Court records show Davidson had served as Marvel’s attorney as recently as September 2010. On Sept. 23, 2010, Davidson signed an extension of a temporary restraining order Johnson and Plybon Jr. had against Marvel.
Acting as Joyce Plybon’s attorney in December of that year, Davidson executed a quitclaim deed, giving Marvel ownership of her mother’s home, as well as a document that gave Marvel financial power of attorney over her accounts.
On the same day, Davidson also executed a caregiver contract that paid Marvel “more than Joyce Plybon’s income,” according to court documents.
Marvel’s siblings allege in their complaint that Davidson never had a conflict of interest waiver signed when she began representing their mother later that year.
Davidson, noting the pending nature of the case, declined to comment on the waiver.

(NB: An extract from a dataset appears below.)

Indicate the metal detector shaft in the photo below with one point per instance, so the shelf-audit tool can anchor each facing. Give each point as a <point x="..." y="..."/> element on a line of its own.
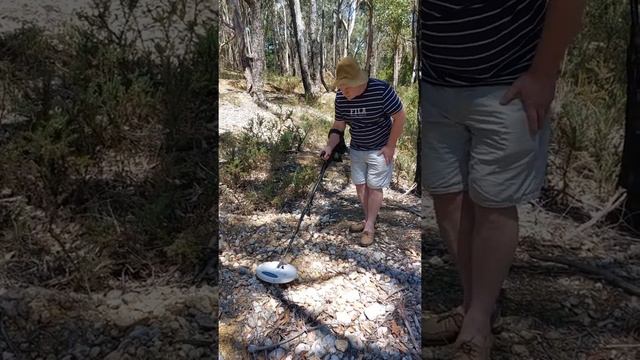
<point x="306" y="209"/>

The state bar rules state that “a lawyer who has formerly represented a client in a matter shall not thereafter represent another person in the same or a substantially related matter in which that person’s interests are materially adverse to the interests of the former client unless the former client gives informed consent, confirmed in writing.”
The maximum penalty for violating the rule is disbarment.
Joyce Plybon died in April 2011.
Before the December 2010 will, Joyce Plybon had a will made in 1990 that sought to divide her estate equally between all three of her children.
A Douglas County probate judge determined last month that the 1990 will should stand, saying the 2010 will was the “product of Mary Marvel’s undue influence, fraud and mistake.”
In his ruling, Douglas County Probate Judge Hal Hamrick also wrote that Davidson’s representation of both Marvel and the siblings’ mother occurred “despite an obvious conflict of interest.”
“As with Ms. Davidson’s other actions,” the judge wrote in his final order, “each document uniformly benefitted her former client, Ms. Marvel.”
Davidson said she doesn’t believe she had a conflict of interest in the case “at all.”
“I would do everything exactly the same; I have that much confidence in the steps that I took,” she said.
Marvel has appealed Hamrick’s ruling to a Douglas County superior court. And Davidson, citing that pending appeal, has declined to comment on the specifics of the case.
There it will receive a “de novo” review, meaning the case will be heard as if it had never been tried before, according to her current attorney Robert Hughes.
“It’s as if nothing that happened in the probate court has any substance or weight to it at all,” said Hughes. “It’s as if they tore the file up and threw it away; you start all over, brand new.”
Jason Graham, an attorney for Johnson and Plybon Jr., has filed a motion in court asking that Davidson be disqualified from participating in the appeal.
“I don’t think Mrs. Davidson ever stopped representing Mrs. Marvel,” Graham said. “The probate judge agreed.”
Hughes said he doubts the validity of the complaint Johnson and Plybon Jr. have filed with the bar, calling Davidson “a very well respected member of the legal community.”
“She followed all of the rules, exceeded the requirements of all the rules and performed her task admirably,” Hughes said.
Hughes, too, called Hamrick a “fine fellow.”
“We just disagree with some of the rulings he made,” Hughes said.
Davidson, too, said she believes “the probate court got this one wrong.” She hopes a judge who is an attorney might see her side.
Hamrick is not a licensed attorney.
Douglas County, because its population is below a certain threshold, is not required to have a probate judge who is a licensed attorney.
“I’m very hopeful that when this case is tried in front of a lawyer judge, we’ll have the right result,” Davidson said.